Women ‘Doing IT’ from Antarctica to the Sahara

Initiative follows the lives and careers of women in technology across every continent of the world

A new online initiative with a twist was launched last week. Aimed at promoting women in IT, by using a “Day in the Life of…” format, it features women across the globe — as far afield as Antarctica and the Sahara desert.

The idea is to follow the lives and careers of women in technology across every continent through an online diary format and photo album. The New Zealand representative is Shasha Ali, a sales coordinator at Gen-i in Auckland.

Entitled “Doing IT Around the World”, the initiative showcases 36 women in IT around the world and details their day on August 11 — from first sunrise in New Zealand and Antarctica to where the sun last sets, 44 hours later, in Hawaii.

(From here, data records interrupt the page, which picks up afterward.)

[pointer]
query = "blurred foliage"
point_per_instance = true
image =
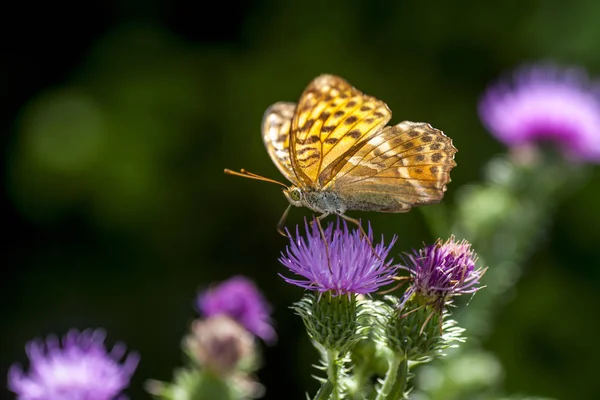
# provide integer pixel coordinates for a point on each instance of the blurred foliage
(121, 119)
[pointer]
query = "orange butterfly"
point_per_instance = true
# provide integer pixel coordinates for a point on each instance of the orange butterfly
(334, 147)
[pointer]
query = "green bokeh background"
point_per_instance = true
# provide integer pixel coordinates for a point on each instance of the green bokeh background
(121, 116)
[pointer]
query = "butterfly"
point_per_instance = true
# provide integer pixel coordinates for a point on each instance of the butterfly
(339, 155)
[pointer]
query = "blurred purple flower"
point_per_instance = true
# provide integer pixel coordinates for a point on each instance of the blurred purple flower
(79, 369)
(546, 103)
(443, 270)
(353, 266)
(240, 299)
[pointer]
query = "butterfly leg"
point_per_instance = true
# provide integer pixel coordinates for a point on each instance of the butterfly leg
(282, 222)
(362, 232)
(318, 221)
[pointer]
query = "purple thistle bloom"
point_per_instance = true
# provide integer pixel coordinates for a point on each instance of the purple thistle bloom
(353, 265)
(443, 270)
(545, 103)
(79, 369)
(240, 299)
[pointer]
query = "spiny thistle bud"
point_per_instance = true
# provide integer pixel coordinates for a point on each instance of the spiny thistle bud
(220, 345)
(442, 271)
(331, 321)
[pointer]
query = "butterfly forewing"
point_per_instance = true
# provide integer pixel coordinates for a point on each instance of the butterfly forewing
(402, 166)
(276, 125)
(331, 117)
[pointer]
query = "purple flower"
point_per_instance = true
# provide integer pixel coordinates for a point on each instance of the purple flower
(443, 270)
(79, 369)
(545, 103)
(341, 262)
(240, 299)
(220, 344)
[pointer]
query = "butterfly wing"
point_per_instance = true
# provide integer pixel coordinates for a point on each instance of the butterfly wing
(276, 125)
(331, 117)
(401, 167)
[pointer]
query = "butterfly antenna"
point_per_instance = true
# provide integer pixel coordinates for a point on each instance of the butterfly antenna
(319, 218)
(245, 174)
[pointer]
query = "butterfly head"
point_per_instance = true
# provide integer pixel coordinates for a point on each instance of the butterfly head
(294, 195)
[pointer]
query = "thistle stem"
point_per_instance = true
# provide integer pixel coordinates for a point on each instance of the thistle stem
(399, 389)
(333, 373)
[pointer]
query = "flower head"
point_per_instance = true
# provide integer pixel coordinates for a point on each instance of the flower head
(443, 270)
(339, 260)
(220, 344)
(239, 298)
(544, 103)
(79, 369)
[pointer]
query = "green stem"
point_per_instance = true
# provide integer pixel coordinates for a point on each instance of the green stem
(333, 373)
(399, 388)
(389, 380)
(359, 380)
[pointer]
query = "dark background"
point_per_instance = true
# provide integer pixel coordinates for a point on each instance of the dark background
(119, 117)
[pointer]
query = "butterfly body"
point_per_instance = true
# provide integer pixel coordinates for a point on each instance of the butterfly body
(339, 155)
(321, 201)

The project’s aim is to address the declining numbers of girls and women taking up technology studies, as well as to help stem the tide of women leaving the IT industry, by showcasing real life examples of the multiple career paths and geographic locations that a career in IT can lead to. Many different roles are profiled, not just “traditional” IT roles, says Women in Technology New Zealand general manager Cheryl Horo.

There are so many roles in ICT young girls don’t necessarily know about, says Horo. These range from sales and marketing to data-mining to molecular biology — and they all come under the ICT umbrella, she says.

The women chosen are a wide range of ages and come from various industries and areas of technology — from a communications technical officer in Antarctica to the director of a Sub-Saharan ICT solutions provider. Each provides an image-rich “Day in the Life of…” diary that describes their work and passion for technology. The diaries, images and videos are available at: www.passionit.info. WIT is distributing the website link to schools so they can use it as a resource tool.

August 11 was chosen as “diary day” because on that day Hedy Lamarr was granted a patent for co-invention of the spread-spectrum broadcast communications technology that now forms the basis of wireless communications.